William James “Count Basie” is regarded as being one of the most influential jazz musicians of all times. Basie was a bandleader as well as a great pianist.
He was born on August 21, 1904, in Red Bank, New Jersey. During his youth, Basie’s mother taught him to play the piano. She later paid 25 cents for him to take lessons. His father worked as a coachman, caretaker, and later a handyman for wealthy families.
When he was in his teens, he began performing at various events. Basie eventually dropped out of school and learned how to operate the lights for the vaudeville performances. He soon started playing in the vaudeville shows before forming his own big band.

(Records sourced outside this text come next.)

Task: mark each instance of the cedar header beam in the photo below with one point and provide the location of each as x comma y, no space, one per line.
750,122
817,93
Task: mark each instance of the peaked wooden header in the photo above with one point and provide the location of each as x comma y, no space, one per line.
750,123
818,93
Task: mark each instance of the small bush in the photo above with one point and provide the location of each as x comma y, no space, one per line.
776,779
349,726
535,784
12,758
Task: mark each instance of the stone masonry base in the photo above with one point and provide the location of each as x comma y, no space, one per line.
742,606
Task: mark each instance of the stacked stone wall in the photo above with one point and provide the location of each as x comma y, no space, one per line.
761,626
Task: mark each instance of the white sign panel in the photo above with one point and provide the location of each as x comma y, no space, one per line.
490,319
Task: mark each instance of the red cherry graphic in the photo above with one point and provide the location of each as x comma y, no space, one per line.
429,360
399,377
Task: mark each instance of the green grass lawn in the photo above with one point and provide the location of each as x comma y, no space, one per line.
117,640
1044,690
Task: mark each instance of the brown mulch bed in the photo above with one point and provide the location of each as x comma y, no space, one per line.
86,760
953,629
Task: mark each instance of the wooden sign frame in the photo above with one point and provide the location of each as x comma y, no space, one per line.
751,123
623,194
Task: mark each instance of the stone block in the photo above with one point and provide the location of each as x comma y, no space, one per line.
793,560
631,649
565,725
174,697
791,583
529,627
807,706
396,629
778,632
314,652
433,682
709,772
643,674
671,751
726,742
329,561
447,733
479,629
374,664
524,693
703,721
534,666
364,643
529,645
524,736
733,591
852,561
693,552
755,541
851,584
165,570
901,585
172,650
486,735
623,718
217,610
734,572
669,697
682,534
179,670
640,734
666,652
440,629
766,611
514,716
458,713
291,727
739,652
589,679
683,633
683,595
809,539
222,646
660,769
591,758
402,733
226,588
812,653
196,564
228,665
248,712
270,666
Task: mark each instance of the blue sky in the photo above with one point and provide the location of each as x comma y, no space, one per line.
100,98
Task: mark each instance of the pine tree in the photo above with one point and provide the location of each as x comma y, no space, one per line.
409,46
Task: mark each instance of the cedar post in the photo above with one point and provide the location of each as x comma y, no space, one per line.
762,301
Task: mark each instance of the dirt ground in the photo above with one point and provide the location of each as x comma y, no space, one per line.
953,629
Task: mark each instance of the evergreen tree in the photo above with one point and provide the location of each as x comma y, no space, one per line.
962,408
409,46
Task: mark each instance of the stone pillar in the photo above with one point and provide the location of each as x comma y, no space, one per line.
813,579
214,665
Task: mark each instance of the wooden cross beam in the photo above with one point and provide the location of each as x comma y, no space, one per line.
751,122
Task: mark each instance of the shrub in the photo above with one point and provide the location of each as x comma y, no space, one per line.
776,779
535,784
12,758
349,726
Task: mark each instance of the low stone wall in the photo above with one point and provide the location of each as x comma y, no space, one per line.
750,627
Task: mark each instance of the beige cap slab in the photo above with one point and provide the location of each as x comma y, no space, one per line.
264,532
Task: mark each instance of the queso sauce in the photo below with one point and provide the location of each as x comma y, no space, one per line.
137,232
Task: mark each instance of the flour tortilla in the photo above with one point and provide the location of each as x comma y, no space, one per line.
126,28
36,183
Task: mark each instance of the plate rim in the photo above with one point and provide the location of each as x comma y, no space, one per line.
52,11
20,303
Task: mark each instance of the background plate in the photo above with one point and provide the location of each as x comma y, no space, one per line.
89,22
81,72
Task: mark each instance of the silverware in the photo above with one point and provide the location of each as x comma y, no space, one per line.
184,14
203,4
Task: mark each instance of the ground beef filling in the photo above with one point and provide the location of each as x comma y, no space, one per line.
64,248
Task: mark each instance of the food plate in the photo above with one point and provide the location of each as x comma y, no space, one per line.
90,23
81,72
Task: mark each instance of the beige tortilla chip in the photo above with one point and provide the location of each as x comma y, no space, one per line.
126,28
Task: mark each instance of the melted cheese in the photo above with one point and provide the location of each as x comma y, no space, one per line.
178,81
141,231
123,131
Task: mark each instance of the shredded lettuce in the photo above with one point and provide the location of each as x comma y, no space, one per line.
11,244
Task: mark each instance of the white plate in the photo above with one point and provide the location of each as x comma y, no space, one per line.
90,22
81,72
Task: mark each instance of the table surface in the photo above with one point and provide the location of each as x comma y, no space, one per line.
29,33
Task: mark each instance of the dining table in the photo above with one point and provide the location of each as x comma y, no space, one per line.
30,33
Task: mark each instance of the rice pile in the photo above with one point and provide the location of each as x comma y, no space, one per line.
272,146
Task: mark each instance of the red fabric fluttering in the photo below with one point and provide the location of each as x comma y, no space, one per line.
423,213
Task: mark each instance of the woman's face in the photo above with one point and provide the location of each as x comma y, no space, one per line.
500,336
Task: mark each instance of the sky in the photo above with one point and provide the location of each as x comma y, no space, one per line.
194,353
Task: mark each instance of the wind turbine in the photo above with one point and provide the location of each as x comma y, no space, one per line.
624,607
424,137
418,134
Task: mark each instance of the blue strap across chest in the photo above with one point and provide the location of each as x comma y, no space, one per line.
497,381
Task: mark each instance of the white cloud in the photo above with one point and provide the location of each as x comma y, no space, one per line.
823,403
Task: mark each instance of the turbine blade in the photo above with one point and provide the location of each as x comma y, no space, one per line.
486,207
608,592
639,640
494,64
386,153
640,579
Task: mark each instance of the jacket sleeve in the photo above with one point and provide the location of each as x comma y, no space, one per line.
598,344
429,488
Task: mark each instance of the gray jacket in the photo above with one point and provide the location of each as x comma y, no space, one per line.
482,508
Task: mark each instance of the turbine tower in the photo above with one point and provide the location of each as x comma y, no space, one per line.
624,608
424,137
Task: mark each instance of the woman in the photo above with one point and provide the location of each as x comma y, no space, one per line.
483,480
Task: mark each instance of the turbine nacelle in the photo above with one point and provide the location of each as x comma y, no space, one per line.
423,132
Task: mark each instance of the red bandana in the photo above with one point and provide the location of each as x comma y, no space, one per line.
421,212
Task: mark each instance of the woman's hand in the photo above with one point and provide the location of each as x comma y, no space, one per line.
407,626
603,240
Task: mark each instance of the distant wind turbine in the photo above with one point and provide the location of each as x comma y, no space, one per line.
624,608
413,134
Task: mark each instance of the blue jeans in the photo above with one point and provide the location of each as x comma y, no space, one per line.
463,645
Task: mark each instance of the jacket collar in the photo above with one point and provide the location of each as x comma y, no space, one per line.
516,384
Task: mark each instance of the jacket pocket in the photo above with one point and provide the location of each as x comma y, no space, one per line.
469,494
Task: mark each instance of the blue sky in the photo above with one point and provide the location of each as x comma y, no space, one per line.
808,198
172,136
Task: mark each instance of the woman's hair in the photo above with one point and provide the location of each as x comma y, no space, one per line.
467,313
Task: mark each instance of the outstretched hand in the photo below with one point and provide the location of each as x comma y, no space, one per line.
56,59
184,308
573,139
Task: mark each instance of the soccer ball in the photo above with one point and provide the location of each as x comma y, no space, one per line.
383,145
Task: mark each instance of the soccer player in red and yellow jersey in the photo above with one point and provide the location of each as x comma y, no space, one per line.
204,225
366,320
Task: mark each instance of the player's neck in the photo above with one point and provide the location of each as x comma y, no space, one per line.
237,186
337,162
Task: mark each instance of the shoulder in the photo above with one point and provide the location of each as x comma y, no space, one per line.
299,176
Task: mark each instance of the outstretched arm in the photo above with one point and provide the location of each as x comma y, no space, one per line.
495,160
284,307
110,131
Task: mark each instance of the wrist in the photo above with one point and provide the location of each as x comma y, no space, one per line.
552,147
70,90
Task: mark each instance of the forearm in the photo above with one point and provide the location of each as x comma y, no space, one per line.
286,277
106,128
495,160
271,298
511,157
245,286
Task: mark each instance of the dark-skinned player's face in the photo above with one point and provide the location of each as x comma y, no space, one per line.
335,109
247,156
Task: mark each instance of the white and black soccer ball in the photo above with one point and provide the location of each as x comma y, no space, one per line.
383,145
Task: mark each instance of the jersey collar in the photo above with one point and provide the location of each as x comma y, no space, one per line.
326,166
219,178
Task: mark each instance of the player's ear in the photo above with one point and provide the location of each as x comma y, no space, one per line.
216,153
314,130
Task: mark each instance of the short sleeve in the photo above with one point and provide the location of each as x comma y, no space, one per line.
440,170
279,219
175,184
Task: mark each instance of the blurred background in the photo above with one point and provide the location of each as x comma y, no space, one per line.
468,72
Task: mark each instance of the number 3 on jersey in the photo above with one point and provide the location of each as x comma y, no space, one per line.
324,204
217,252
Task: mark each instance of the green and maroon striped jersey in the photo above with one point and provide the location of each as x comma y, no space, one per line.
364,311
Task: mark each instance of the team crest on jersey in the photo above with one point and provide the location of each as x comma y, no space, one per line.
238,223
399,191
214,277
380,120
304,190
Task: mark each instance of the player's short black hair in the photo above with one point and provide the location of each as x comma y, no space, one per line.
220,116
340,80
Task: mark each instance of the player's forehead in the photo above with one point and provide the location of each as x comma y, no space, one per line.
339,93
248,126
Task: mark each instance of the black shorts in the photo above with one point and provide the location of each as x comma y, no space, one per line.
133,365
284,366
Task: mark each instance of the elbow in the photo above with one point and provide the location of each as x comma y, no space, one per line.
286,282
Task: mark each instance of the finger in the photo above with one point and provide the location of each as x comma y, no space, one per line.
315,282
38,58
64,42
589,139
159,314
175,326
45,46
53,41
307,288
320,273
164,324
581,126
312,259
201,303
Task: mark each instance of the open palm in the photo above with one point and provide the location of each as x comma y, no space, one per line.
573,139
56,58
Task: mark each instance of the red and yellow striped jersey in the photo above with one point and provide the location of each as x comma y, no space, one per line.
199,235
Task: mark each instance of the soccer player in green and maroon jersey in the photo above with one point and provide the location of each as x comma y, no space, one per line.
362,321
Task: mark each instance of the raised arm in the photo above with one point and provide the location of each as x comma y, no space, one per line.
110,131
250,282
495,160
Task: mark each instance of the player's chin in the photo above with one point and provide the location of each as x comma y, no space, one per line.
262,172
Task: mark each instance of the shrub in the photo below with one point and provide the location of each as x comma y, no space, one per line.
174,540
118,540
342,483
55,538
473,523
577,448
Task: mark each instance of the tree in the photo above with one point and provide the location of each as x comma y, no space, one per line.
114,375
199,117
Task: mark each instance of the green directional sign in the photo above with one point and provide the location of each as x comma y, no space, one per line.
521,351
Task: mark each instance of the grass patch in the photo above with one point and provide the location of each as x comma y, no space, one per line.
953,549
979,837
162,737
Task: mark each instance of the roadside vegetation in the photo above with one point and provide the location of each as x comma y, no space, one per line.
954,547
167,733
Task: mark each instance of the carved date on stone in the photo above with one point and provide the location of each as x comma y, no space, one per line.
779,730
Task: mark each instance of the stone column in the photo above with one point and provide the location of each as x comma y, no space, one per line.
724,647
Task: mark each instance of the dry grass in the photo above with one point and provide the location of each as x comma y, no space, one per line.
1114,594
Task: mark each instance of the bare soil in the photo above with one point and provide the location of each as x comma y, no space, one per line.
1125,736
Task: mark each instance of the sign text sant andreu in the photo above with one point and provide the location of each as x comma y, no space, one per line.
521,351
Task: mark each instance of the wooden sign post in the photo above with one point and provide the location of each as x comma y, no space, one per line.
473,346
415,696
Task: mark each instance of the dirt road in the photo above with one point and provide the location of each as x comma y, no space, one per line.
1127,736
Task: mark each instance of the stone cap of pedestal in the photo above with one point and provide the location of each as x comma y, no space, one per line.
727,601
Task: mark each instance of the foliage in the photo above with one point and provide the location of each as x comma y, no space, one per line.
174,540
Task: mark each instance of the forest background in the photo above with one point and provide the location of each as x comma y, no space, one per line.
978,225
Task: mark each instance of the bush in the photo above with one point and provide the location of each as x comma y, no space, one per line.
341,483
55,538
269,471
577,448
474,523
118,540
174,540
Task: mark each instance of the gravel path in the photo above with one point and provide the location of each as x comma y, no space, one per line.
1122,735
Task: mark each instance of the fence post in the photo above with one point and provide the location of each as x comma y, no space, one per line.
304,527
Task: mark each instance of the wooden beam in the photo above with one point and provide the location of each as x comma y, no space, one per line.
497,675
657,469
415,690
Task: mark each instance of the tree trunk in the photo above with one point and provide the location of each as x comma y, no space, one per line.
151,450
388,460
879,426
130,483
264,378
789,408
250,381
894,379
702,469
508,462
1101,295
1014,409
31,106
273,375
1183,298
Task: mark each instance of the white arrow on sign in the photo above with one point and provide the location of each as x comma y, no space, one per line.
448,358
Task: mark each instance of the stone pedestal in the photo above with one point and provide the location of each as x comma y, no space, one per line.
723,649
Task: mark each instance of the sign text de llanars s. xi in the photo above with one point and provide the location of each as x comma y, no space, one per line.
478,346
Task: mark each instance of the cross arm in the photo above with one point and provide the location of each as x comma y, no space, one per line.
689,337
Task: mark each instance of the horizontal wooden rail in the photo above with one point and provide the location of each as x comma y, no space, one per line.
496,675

Basie formed his own jazz orchestra, “Count Basie and His Barons of Rhythm,” in 1935, and he led the group for almost 50 years. Many musicians including Lester Young, Herschel Evans, and Harry “Sweets” Edison worked under his leadership. Basie is also noted for helping to define the era of “swing” with hits such as One O’Clock Jump and Blue Skies. In 1958, he became the first African-American male recipient of a Grammy Award.
Count Basie was one of the greatest jazz musicians of all time. He won many Grammys throughout his career and worked with numerous timeless artists, including Joe Williams and Ella Fitzgerald. Basie died in Florida on April 26, 1984, at the age of 79.